La cosa più strana di questo caso è che è un
non-economista a rivelare la stasi.
La
cospirazione degli economisti avrebbe impedito all’umanità di liberarsi dal
debito una volta per tutte, quando la soluzione era ovvia?
Emettere
“moneta senza debiti”, “moneta libera”.
Con un
po’ di fortuna potremmo anche fare a meno del lavoro poiché il denaro, che
possiamo creare in modo illimitato, lavorerebbe per noi.
Torniamo
con i piedi per terra. E per farlo, esaminiamo alcune nozioni di base su come
funziona l’economia.
La
prima cosa da dire è che il denaro non è ricchezza.
In
economia, possiamo ragionare a più livelli studiando i flussi “monetari”, i
flussi “finanziari” o i flussi “reali”.
I
flussi reali sono costituiti dai beni e dai servizi che produciamo e scambiamo.

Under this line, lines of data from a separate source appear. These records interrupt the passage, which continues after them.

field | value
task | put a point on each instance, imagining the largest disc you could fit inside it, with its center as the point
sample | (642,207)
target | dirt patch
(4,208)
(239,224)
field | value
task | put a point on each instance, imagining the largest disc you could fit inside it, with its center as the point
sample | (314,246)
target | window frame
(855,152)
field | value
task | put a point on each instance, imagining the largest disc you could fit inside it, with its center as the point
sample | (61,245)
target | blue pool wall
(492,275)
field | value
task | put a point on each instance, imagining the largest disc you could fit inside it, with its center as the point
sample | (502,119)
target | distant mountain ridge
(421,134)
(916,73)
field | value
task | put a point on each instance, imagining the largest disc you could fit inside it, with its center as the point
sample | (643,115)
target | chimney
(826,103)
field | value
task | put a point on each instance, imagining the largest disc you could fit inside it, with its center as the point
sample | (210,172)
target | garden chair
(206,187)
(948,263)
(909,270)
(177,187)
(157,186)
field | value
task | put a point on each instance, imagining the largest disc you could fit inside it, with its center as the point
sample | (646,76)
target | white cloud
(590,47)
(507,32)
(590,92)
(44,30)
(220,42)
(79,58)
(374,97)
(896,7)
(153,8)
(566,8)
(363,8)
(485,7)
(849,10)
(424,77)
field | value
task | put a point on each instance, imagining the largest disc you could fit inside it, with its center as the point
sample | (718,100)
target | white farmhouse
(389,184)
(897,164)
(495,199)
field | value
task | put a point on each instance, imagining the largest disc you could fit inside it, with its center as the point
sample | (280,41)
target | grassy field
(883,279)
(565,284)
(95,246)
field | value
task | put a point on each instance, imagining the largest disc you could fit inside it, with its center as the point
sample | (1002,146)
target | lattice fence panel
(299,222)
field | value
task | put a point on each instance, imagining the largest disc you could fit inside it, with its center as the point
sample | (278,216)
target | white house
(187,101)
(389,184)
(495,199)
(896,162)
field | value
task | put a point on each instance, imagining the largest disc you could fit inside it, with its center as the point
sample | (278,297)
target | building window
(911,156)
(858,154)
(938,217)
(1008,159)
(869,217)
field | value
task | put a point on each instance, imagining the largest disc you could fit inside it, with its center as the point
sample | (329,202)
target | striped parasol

Questa si chiama ricchezza.
Il denaro, d’altra parte, rappresenta e
quantifica la ricchezza, ma non è la ricchezza stessa.
In
effetti, ha valore solo nella misura in cui può essere convertito in ricchezza
reale.
Si può quindi osservare che in una classica operazione
di mercato ci sono due flussi di diversa natura.
Un
flusso “reale” dal venditore all’acquirente (che è la merce) e un flusso di
denaro dall’acquirente al venditore.
Per
comprendere le conseguenze di questa rappresentazione, è sufficiente tornare
alle osservazioni sopra citate.
Potremmo
creare denaro “gratis” e stabilire “un sistema di sicurezza sociale per il cibo
che permetta a tutti di mangiare prodotti biologici”?
Se si
ha una visione ingenua dell’economia, si potrebbe pensare che dando ai
consumatori abbastanza spiccioli, potrebbero acquistare una quantità
potenzialmente illimitata di prodotti biologici.
Il
problema è che si possono acquistare solo beni che sono stati prodotti nel
mondo reale con il denaro.
Per
produrre cibo biologico servono terra, agricoltori e manodopera.
Secondo
uno studio del Ministero dell’Agricoltura, le rese per ettaro dell’agricoltura
biologica sono inferiori tra il 28% e il 57% rispetto a quelle dell’agricoltura
convenzionale.
Ciò
significa che convertendo tutte le superfici coltivate al biologico, la Francia
ridurrebbe la sua produzione agricola di oltre un terzo.
Quindi,
a meno che non ricorriamo massicciamente alle importazioni, non saremo in grado
di sfamare tutti.
In che
modo la creazione di denaro potrebbe risolvere questo problema?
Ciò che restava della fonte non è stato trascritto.